An antiques expert was left shaking after an "extraordinary" student's notebook offering a contemporary scholarly critique of Shakespeare's work was valued at upwards of £30,000 (NZ$50,000).
The tiny book, bound inside an old piece of music, is thought to have been owned by antiquarian, traveller and philologist John Loveday, of Caversham, who amassed a library of 2500 volumes, according to the Daily Mail.
The book, entitled Shakespeare: Comedies and Tragedies, was brought in by Loveday's five-times grandson, who found it in his mother's belongings and believes it was once kept in his ancestor's library.

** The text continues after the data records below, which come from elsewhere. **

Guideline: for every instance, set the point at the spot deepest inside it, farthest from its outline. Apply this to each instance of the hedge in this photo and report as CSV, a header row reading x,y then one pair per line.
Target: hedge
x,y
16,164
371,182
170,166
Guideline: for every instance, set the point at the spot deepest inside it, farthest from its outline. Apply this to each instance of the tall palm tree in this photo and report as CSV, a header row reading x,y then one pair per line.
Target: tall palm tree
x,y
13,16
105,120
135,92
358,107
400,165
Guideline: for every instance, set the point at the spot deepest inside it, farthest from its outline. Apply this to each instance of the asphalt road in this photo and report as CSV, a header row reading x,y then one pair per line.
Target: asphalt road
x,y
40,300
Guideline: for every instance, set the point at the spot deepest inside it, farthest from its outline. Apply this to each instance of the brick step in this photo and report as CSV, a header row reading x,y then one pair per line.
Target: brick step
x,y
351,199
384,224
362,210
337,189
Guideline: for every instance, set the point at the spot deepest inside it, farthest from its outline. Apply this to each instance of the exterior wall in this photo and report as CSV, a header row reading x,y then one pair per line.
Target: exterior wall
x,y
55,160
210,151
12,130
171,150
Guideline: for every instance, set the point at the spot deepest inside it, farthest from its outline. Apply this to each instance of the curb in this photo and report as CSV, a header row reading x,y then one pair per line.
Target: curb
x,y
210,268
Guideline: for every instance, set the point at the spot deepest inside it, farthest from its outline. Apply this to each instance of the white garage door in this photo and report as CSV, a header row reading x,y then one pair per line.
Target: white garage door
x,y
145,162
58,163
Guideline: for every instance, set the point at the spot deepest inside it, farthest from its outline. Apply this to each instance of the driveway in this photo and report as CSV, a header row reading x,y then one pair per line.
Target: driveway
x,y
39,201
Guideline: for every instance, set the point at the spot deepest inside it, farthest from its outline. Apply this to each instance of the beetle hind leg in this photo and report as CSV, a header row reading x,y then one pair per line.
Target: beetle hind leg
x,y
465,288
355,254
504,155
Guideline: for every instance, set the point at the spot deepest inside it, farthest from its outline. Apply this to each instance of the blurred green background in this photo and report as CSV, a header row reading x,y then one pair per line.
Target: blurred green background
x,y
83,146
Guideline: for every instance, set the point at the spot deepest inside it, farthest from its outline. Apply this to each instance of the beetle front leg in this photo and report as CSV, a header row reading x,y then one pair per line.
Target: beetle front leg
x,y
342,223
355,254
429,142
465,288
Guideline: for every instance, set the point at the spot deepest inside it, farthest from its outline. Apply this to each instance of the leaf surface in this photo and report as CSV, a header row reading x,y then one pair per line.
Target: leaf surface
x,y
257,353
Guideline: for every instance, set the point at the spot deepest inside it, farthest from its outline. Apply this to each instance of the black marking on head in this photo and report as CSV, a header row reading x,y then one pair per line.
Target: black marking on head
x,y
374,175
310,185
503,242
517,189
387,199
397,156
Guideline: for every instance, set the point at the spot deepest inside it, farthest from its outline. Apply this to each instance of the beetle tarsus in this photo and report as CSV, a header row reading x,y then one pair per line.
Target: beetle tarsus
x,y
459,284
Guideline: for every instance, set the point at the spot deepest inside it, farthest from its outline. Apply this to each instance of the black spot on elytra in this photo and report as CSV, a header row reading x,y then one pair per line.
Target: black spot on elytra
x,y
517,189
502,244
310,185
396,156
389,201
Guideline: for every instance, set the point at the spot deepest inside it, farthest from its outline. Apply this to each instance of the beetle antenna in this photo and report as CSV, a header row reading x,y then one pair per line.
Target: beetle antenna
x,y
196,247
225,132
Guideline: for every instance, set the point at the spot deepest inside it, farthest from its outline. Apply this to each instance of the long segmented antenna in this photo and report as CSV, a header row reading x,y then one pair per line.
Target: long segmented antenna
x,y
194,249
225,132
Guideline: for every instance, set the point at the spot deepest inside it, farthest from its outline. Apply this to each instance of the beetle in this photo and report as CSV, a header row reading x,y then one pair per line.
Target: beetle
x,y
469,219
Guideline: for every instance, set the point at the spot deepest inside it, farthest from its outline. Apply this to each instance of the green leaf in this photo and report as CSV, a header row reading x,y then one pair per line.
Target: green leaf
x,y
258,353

It was shown to manuscripts specialist Matthew Haley on the BBC's Antiques Roadshow on Sunday — leaving the expert "trembling".
Haley gushed that the miniature seventeenth-century pad of "scientific scholarly notes", some of which was written in Latin, was one of the most valuable items he had seen on the programme.
He said: "This is a 17th-century hand, this is somebody making notes in the same century as Shakespeare.
"Anything, really, from the same century as him, about him, is of huge interest."
The manuscript was written in a tiny hand, and Haley said: "It's amazing, it's almost completely illegible, but you can pick out the odd word, and you can pick out phrases that appear in Shakespeare."
Speaking from Caversham Park in Reading, where the episode was filmed, Haley described it as an "extraordinary little object", saying: "There is so much research that can be done on this item, it's absolutely extraordinary. My hands are trembling now, just looking at it.
"He's copying out quotes from various Shakespeare plays. This is incredible. The binding is amazing."
The book is thought to have been carried around in a pocket, and Haley said its value was "enormous". He later admitted he was "knocked for six" by the discovery.
Letters and a postcard by Lord Of The Rings author JRR Tolkien were also valued at up to £15,000.